Earth and Environmental Sciences
Petersen, Lillian (School: Los Alamos High School)
Developing countries often have poor monitoring and reporting of weather and crop health, leading to slow responses to droughts and food shortages. Here, new satellite data analysis tools were created to monitor crop health in Africa. The method was first tested in Illinois where there is reliable, high-resolution crop data. Measures of vegetation health were computed from 120-meter resolution MODIS satellite imagery since 2000. The author wrote 4000 lines of python code to process 12 terabytes of data. Correlations were computed between corn yields and monthly satellite index anomalies for every county and year, and a multivariate regression using every index and month (1600 values) produced a correlation of 0.86 with a p-value <1e-6. The high correlations in Illinois show that this model has good forecasting skill for crop yields.
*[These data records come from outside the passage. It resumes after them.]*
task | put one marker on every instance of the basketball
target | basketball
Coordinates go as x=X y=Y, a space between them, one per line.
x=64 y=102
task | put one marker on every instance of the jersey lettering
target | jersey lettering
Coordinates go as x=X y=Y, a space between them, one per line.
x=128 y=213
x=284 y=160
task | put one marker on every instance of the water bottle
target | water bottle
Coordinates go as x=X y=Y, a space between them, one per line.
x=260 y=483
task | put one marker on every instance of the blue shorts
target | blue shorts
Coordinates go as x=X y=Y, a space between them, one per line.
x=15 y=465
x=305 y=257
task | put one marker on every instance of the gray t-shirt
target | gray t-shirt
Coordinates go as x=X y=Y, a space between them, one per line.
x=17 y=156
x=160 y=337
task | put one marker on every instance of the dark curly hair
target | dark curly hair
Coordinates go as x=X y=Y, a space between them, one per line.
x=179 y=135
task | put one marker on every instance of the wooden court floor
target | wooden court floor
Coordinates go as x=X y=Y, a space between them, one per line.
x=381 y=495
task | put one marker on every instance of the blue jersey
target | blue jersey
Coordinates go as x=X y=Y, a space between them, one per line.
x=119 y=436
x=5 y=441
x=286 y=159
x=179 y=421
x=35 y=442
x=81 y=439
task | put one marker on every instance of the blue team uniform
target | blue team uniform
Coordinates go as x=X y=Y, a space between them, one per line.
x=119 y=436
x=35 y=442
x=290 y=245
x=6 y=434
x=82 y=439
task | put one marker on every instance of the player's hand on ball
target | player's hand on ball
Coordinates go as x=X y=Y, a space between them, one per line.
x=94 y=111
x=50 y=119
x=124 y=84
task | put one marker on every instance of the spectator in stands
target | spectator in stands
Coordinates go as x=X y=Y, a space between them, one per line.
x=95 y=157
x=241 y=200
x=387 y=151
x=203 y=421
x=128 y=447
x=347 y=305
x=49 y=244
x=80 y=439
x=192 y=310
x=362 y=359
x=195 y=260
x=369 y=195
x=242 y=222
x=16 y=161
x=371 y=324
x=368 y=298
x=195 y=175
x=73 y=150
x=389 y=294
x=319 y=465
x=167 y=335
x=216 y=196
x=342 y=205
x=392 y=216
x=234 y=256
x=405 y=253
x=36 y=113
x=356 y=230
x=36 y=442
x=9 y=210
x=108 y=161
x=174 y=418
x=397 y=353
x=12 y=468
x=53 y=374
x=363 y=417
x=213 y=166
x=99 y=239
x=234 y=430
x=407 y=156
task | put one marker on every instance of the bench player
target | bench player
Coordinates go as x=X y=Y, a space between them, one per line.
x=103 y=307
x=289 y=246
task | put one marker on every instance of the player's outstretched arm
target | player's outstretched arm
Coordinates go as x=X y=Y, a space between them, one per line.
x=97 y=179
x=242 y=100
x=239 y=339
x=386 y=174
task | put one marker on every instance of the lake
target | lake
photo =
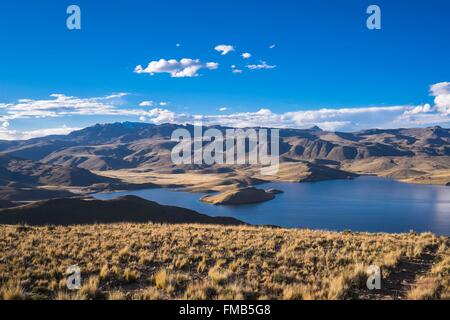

Next, the method was applied to three countries in Africa: Ethiopia, Tunisia, and Morocco for each country’s main crop. All three had high correlations with the maximum monthly satellite index during the rainy season, at 0.99, 0.97, and 0.73 respectively. The satellite analysis methods and software tools developed here can be used to predict crop production two to four months before the harvest, and many more months before official crop data is published. Satellite imagery was then processed for every African country, and a publicly viewable interactive map displaying real-time crop predictions was posted online. This method is unique because it can be applied to any location, crop, or climate, making it ideal for African countries with small fields and poor ground observations. The author is actively engaged with several international aid organizations that are interested in using this early warning system of impending food shortages.
First Award of $3,000
U.S. Agency for International Development: USAID Science for Development Third Place Award of $2,000.